He had forgotten to flip open the knife. As the man's blade came down, Mouse squirmed away and the blade struck the table, wedging into the mahogany wood. He struggled to remove it, giving Bren precious seconds to regain his senses and unlatch the knife. With all his might he drove the short blade into the man's side. The man cried out, and then someone grabbed Bren from behind.

It was the admiral, who dragged them both from the dining hall, through the hallway, and into the long foyer that led to the front door, the bloodcurdling sounds of the insurrection echoing through the corridors.

“Go, go!” said the admiral, who was running behind them now, holding his bloody hidden sword, while a wounded Mr. Richter ran off-kilter behind him. The admiral and Mr. van Decken held back to try to fend off any pursuers.

Bren and Mouse burst through the front door and ran across the moonlit lawn, through the town, until they
reached the harbor and found a rowboat. Bren could see the blood staining Mr. Richter's waistcoat as he straggled up behind them.

“Get in,” said Bren to the company man. “Mouse and I will help push off. If you're able, be ready to man an oar when the admiral and Mr. van Decken get here.”

The company man clearly wanted to scold Bren for ordering him around, but he said nothing and got in the boat. In a matter of minutes, the admiral and the first mate appeared at the far end of the road, running full speed.

They all made it into the craft, finally, and then Bren rowed as if his life depended on it, trying not to notice the throng of men with weapons rushing toward the harbor.

CHAPTER
27
T
HE
M
UTINEERS

A
groggy Sean helped the night watch pull the admiral, Mr. Richter, Mr. van Decken, Bren, and Mouse onto the ship. The next hour was a blizzard of confusion as the admiral ordered all hands on deck so the ship could weigh anchor and set off as soon as possible.

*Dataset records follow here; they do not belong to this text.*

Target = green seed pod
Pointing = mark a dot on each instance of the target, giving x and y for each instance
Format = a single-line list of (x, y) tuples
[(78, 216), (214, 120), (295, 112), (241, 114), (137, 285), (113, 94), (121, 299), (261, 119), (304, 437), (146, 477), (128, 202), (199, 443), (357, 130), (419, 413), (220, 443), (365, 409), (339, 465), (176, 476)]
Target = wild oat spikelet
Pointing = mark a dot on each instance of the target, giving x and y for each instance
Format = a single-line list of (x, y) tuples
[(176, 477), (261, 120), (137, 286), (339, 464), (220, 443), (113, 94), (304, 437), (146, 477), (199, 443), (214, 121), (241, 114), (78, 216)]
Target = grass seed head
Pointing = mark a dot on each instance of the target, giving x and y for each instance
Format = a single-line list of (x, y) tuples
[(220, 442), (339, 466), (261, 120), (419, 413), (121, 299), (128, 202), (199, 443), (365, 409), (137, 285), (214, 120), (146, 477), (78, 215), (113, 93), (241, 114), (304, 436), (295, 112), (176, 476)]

Once they were under sail, Bren and Mouse went to their cabin, where they could hear the admiral and Mr. Richter arguing in the chart room above.

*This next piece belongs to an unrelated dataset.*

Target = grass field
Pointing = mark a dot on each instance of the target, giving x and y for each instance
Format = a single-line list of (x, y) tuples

“What in the world happened?” said Bren.

“I don't think Mr. Richter was expecting to leave so soon,” said Mouse.

“Was Admiral Bowman?”

Mouse shrugged.

Bren could still see the hideous head of the boar, face-to-face with the severed head of Governor van Loon, and hear the screams of the guests. He wondered if anyone had survived but them.

“Mouse, do you think I killed that man?”

Mouse looked at Bren with her fathomless black eyes. “You helped me.”

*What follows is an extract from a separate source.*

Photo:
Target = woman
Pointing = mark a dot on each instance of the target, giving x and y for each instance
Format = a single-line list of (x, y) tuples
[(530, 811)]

Bren couldn't decide which had felt worse—sinking the blade into a man's flesh, or being too scared to remember to open the knife when the man first threatened Mouse.

The argument above them raged on, and soon Bren heard Mr. van Decken's voice, too, but he couldn't make out what they were saying. He looked at Mouse, and she could tell what he was thinking.

“I don't think we should,” she said. “It sounds bad.”

Bren knew she was right; now was not the time to spy. Instead he took out his journal and tried to write about what had happened at the banquet, but when he got to the part where he stabbed the man, he had to stop. He didn't want to write it down. He didn't want to remember it later, though he knew he would, whether he wanted to or not.

In the days that followed, the arguments stopped but the tension remained high. Mr. Richter kept to his cabin, and Mr. van Decken, it seemed, worked every watch.

Cape Colony was on the western side of South Africa's tip, and when they rounded the continent's true southernmost point, the Cape of Needles, where the Atlantic and Indian Oceans met, Bren saw firsthand one of those phenomena of the ocean no sailor could explain. Instead of one ocean blending seamlessly into the other, like two bowls of water, there were bands of color that naturally divided the two: the Atlantic, a mottled tortoise green; the Indian, an ever-deepening blue.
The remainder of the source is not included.